Return rank of the matrix and the ranks of resulting matrices when each column is removed

Usage

removeColRank(matrix)

Arguments

matrix

A numeric matrix

Value

A data.frame with n+1 rows, where n is the column count of the input matrix

Examples

myMat <- matrix(c(1,1,1, 0,1,1, 0,0,1, 1,0,0), ncol=4, byrow=FALSE)
removeColRank(myMat)

An ExpressionSet for case demonstrations

Description

This object is adapted from the sample.ExpressionSet object, with feature annotations from GTI (Data stand: December 2011). It is used in case studies where functionalities of the ribiosExpression package are demonstrated.

Format

An ExpressionSet object.

References

Jitao David Zhang <[email protected]>

Examples

data(ribios.ExpressionSet)
tbl <- eSetToLongTable(ribios.ExpressionSet)
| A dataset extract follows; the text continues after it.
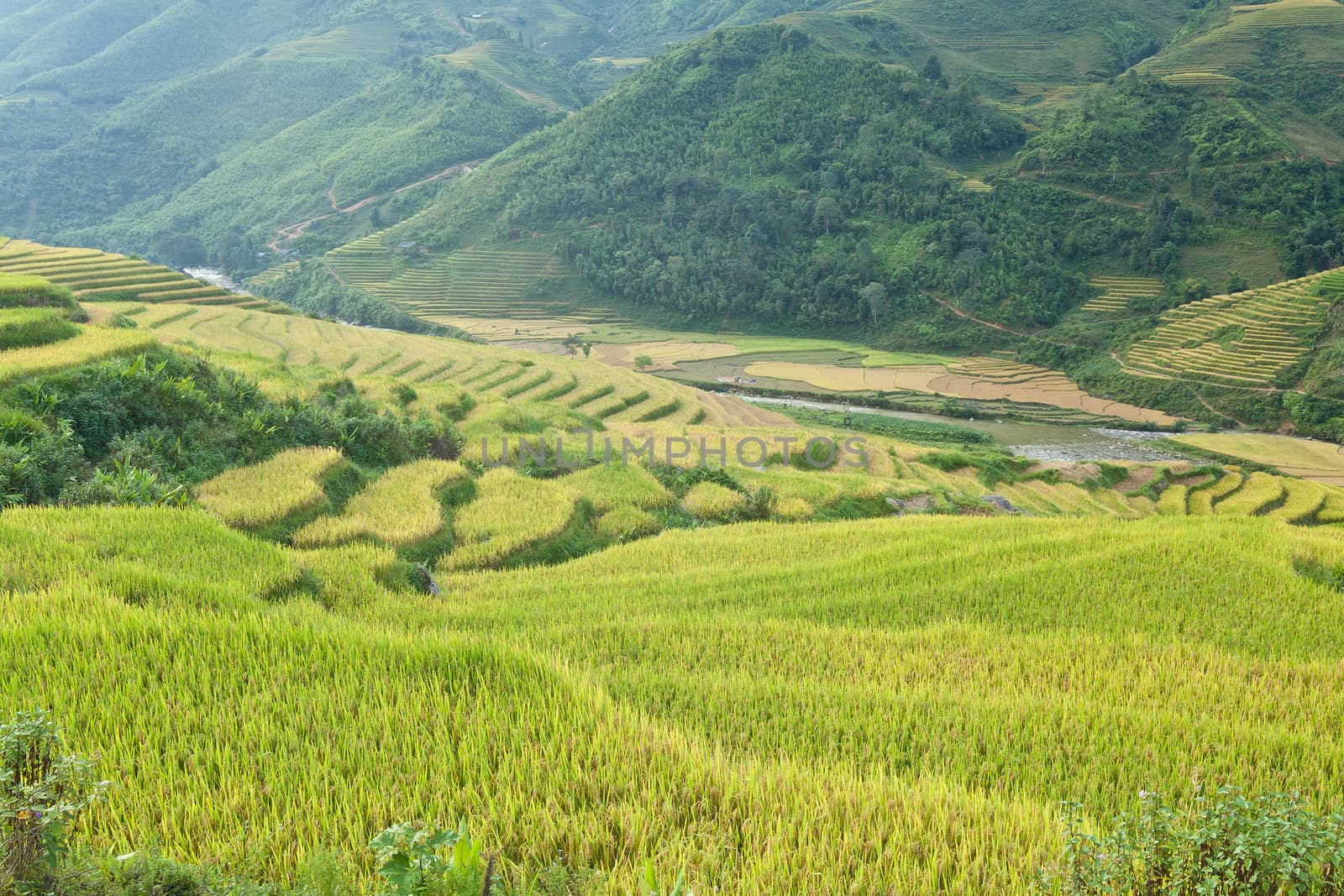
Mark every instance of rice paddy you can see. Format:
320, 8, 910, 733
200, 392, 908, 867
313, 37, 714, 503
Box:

ribiosExpressionSet: An example of ExpressionSet with artificial expression data

Description

ribiosExpressionSet: An example of ExpressionSet with artificial expression data

Format

An ExpressionSet object.

Author(s)

Jitao David Zhang [email protected]

Examples

data(ribiosExpressionSet)

Perform row-wise scaling to an ExpressionSet object

Description

Perform row-wise scaling to an ExpressionSet object

Usage

## S3 method for class 'ExpressionSet'
rowscale(x, center = TRUE, scale = TRUE)

Arguments

x

An ExpressionSet object.

center

Logical, whether the mean values of rows should be set to zero.

scale

Logical, whether the standard deviations of rows should be normalised to one.

Value

An ExpressionSet object with row-scaled expression values.


Sniff the feature type of an object that implements the featureNames method

Description

Sniff the feature type of an object that implements the featureNames method

Usage

sniffFeatureType(object, majority = 0.5)

Arguments

object

Any object that featureNames can be applied to, for instance an ExpressionSet, an EdgeObject, etc.

majority

A numeric value, used for majority voting, passed to guessFeatureType.

Value

A character string indicating likely feature type.

See Also

guessFeatureType


Split an eSet object and run PCA on each split, return PCA scores as one data.frame

Description

Split an eSet object and run PCA on each split, return PCA scores as one data.frame

Usage

splitPCA(eset, factor, func = function(e) exprs(e), ...)

Arguments

eset

An eSet object

factor

One or more factor vectors, used to split the eSet object

func

Function to retrieve values from split sub-eset objects

...

Passed to pcaScores

Value

A data.frame of PCA scores combined from all splits.

Examples

data(ribios.ExpressionSet, package="ribiosExpression")
fac1 <- gl(2,13)
pcaScore1 <- splitPCA(ribios.ExpressionSet, fac1)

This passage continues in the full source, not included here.